One thing that this brings to light is just how many people download music. It's amazing to me the amount single tracks you find in people's collections when clicking on an artist. It's like, "Cool this guy has so-and-so-artist! Damn only one track"

That said this really is an uber-cool feature. If the network nazis didn't have our firewall locked down so damn tight I would have my Library shared out.


----------



## dlloyd (May 5, 2003)

Darkshadow, it works fine. Even from IE (wich I am stuck in right now)


----------



## toast (May 5, 2003)

Sacriledge !


----------



## Vyper (May 5, 2003)

Darkshadow, your library 0wnz


----------



## Darkshadow (May 5, 2003)

Um...I'll take that for a good thing. 

<shrugs> I've been recording mp3's almost since the format came out - long before there were any sharing apps and apps to encode mp3s were hard to come by.  Most of those are stuff I recorded off the radio. 

Wish I had kept everything I've done...I started back when my HD was a whopping 500 MB, so I've dropped a lot of stuff...


----------



## turncoat (May 5, 2003)

Darkshadow, thanks for sharing.


----------



## Darkshadow (May 6, 2003)

Sure.

Just a note - it'll be off today, I'll have it back up sometime this evening.


----------



## j79 (May 6, 2003)

whitesaint - cool music! thanks for sharing 

edit - oh wow! i can even check out your playlists 
this is so cool!


----------



## Vyper (May 9, 2003)

They're PW protected now


----------



## MikeXpop (May 16, 2003)

daap://mxp.kicks-ass.org

Not much to listen to now. The only artists I really have are BNL, OK go, White Stripes, RHCP, and Ben Folds Five. Oh, and 53 Simpsons songs. 

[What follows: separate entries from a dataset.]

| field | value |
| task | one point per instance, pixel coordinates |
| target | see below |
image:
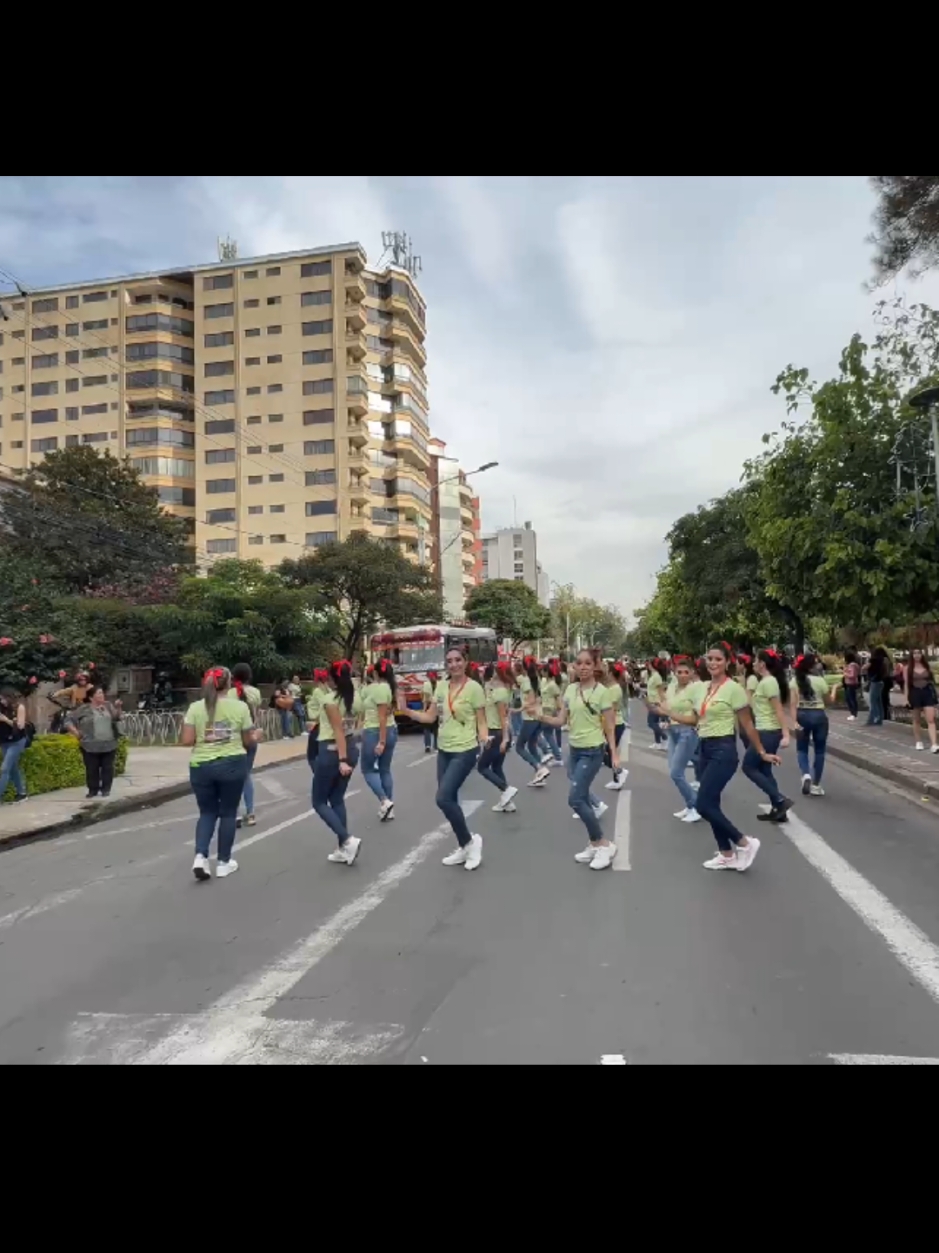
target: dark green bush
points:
(53, 762)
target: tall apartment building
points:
(277, 402)
(512, 553)
(455, 520)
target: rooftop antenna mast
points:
(401, 248)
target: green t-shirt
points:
(525, 689)
(683, 699)
(495, 697)
(717, 712)
(222, 738)
(820, 691)
(458, 724)
(374, 696)
(764, 713)
(586, 708)
(550, 694)
(349, 719)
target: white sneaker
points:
(747, 856)
(474, 852)
(603, 857)
(721, 862)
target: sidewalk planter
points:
(53, 762)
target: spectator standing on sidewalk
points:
(97, 726)
(13, 742)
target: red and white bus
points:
(413, 650)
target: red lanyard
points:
(711, 694)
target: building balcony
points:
(355, 317)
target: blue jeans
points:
(492, 761)
(329, 790)
(682, 752)
(718, 764)
(248, 781)
(760, 772)
(876, 704)
(11, 769)
(217, 786)
(527, 742)
(652, 722)
(814, 727)
(453, 769)
(583, 764)
(376, 771)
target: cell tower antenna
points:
(401, 248)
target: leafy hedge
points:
(53, 762)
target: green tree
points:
(907, 223)
(87, 520)
(365, 582)
(510, 608)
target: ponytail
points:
(341, 677)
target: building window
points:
(316, 508)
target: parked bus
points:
(414, 650)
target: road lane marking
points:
(879, 1059)
(235, 1029)
(621, 831)
(912, 946)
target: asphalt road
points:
(828, 950)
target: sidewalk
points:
(153, 774)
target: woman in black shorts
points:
(919, 689)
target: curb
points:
(894, 774)
(89, 816)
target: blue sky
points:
(609, 341)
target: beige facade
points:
(276, 401)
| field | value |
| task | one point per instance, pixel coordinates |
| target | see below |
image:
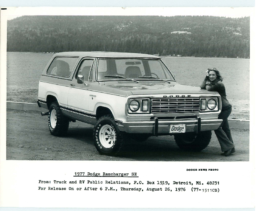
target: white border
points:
(16, 168)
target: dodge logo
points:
(177, 96)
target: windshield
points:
(132, 69)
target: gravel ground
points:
(28, 138)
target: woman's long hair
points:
(218, 75)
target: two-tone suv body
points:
(125, 94)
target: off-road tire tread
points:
(117, 149)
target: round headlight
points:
(211, 103)
(134, 105)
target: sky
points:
(129, 11)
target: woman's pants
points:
(223, 132)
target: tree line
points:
(200, 36)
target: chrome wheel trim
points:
(53, 118)
(107, 136)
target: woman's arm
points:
(203, 85)
(219, 86)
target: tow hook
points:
(45, 113)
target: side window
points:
(85, 68)
(157, 69)
(62, 67)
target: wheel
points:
(57, 123)
(108, 139)
(139, 137)
(193, 141)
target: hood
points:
(153, 87)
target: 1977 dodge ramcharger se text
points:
(125, 95)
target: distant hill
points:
(200, 36)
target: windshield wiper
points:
(119, 76)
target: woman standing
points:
(213, 82)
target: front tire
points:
(57, 123)
(108, 139)
(193, 141)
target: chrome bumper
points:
(161, 127)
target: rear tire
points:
(193, 141)
(107, 136)
(57, 123)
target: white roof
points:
(105, 54)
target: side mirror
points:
(80, 79)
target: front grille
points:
(175, 105)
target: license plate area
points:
(180, 128)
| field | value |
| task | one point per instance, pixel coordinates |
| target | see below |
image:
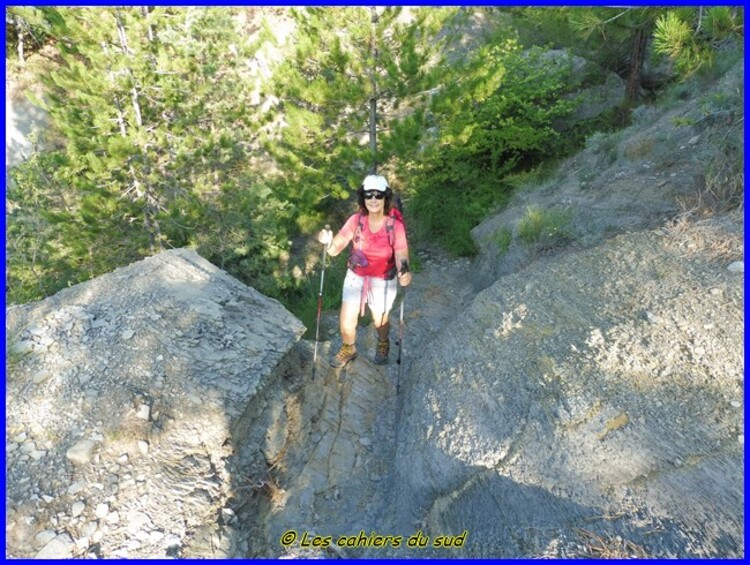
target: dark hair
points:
(361, 200)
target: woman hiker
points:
(379, 250)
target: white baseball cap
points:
(375, 182)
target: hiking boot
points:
(381, 353)
(345, 354)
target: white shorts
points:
(378, 294)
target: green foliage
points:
(506, 128)
(544, 228)
(689, 37)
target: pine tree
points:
(152, 105)
(352, 94)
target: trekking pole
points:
(404, 269)
(320, 305)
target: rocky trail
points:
(336, 471)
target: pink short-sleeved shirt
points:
(375, 247)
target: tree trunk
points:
(635, 66)
(151, 203)
(20, 46)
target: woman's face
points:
(374, 201)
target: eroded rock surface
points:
(123, 399)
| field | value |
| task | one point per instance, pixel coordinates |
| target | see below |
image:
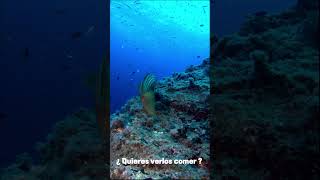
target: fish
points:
(147, 95)
(26, 52)
(76, 35)
(103, 98)
(90, 29)
(3, 115)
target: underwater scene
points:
(162, 92)
(190, 89)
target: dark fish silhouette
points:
(260, 13)
(146, 91)
(76, 35)
(3, 115)
(60, 11)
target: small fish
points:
(3, 115)
(60, 11)
(76, 35)
(146, 91)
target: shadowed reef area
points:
(265, 97)
(263, 108)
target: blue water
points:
(38, 91)
(159, 37)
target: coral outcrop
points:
(265, 97)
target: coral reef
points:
(265, 97)
(180, 130)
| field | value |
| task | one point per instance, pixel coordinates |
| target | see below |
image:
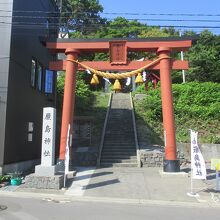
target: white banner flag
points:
(197, 161)
(67, 153)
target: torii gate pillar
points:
(68, 100)
(171, 164)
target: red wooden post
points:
(68, 99)
(171, 164)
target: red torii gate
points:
(118, 49)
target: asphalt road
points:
(46, 209)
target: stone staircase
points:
(119, 142)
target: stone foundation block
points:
(44, 182)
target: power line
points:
(131, 19)
(33, 25)
(120, 13)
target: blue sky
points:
(194, 7)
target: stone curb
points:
(67, 198)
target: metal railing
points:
(103, 130)
(135, 133)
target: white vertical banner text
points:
(48, 136)
(197, 160)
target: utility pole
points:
(182, 58)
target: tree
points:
(82, 16)
(204, 58)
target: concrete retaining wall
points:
(153, 157)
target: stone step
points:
(118, 165)
(107, 143)
(115, 160)
(118, 156)
(119, 152)
(119, 147)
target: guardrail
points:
(135, 133)
(103, 130)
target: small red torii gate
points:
(118, 49)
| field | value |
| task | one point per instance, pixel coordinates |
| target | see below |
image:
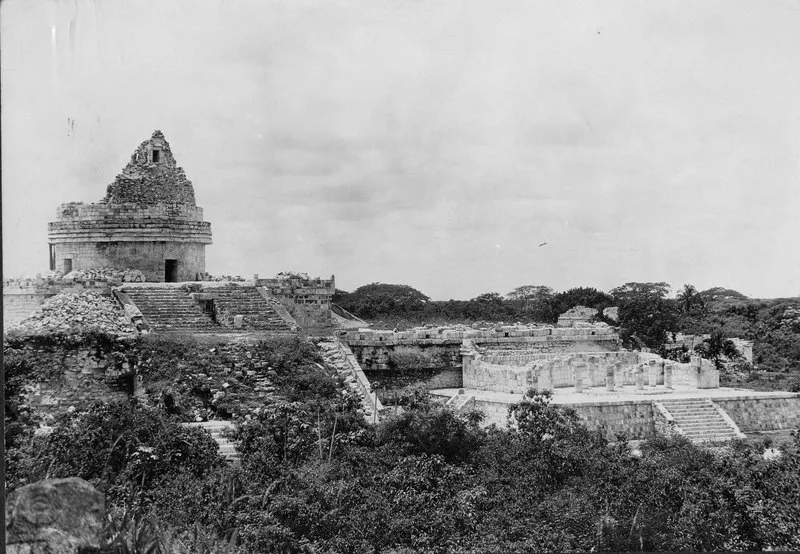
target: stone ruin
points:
(148, 221)
(54, 516)
(516, 371)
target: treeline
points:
(648, 316)
(401, 303)
(315, 477)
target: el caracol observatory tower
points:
(148, 221)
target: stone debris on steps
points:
(107, 274)
(85, 311)
(699, 420)
(217, 429)
(258, 313)
(171, 309)
(333, 358)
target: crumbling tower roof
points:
(151, 177)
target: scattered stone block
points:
(54, 516)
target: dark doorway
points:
(170, 271)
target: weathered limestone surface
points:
(66, 375)
(576, 316)
(151, 163)
(373, 348)
(148, 217)
(54, 516)
(754, 413)
(308, 301)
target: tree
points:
(646, 316)
(533, 302)
(689, 299)
(721, 293)
(531, 293)
(579, 296)
(718, 348)
(371, 300)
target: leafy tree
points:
(721, 293)
(717, 348)
(580, 296)
(689, 299)
(374, 299)
(536, 293)
(646, 316)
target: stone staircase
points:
(216, 428)
(257, 312)
(700, 420)
(334, 358)
(168, 309)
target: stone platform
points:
(702, 415)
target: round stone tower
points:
(148, 220)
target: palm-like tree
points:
(688, 298)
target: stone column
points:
(694, 371)
(619, 375)
(610, 370)
(639, 377)
(652, 373)
(668, 375)
(545, 380)
(580, 375)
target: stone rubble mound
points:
(85, 311)
(107, 274)
(236, 278)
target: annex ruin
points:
(148, 220)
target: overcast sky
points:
(430, 143)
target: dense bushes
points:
(315, 477)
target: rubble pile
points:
(235, 278)
(107, 274)
(84, 311)
(145, 181)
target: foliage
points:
(377, 298)
(117, 445)
(718, 349)
(646, 316)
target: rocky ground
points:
(87, 311)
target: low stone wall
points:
(390, 384)
(17, 307)
(66, 375)
(517, 371)
(20, 301)
(635, 419)
(755, 413)
(374, 348)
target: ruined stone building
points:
(148, 220)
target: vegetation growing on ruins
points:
(648, 317)
(315, 477)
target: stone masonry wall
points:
(17, 307)
(148, 257)
(635, 419)
(151, 178)
(756, 413)
(73, 375)
(308, 301)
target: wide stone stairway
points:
(171, 309)
(700, 420)
(334, 358)
(217, 429)
(246, 301)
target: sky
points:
(434, 143)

Come on people, lets hear some more ip's!


----------



## mr. k (May 16, 2003)

heres my library - i might end up turning off sharing a lot if it is too much of a bandwidth sucker.  well see, but for now listen away!

My Music


----------



## MikeXpop (May 16, 2003)

> _Originally posted by mr. K _
> *heres my library - i might end up turning off sharing a lot if it is too much of a bandwidth sucker.  well see, but for now listen away!
> 
> My Music *



Did you remember to allow port 3689? I can't connect...


----------



## mr. k (May 17, 2003)

hmmm i forwarded it through my router last night... lemme check.  with port forwarding should i set it to tcp or udp?  that might be it.


----------



## Vyper (May 17, 2003)

I'm behind a router and I don't know if I point you to my router ip it'll connect to iTunes..

http://www.itunesstatus.com/

They have a nice list of iTunes hosts.


----------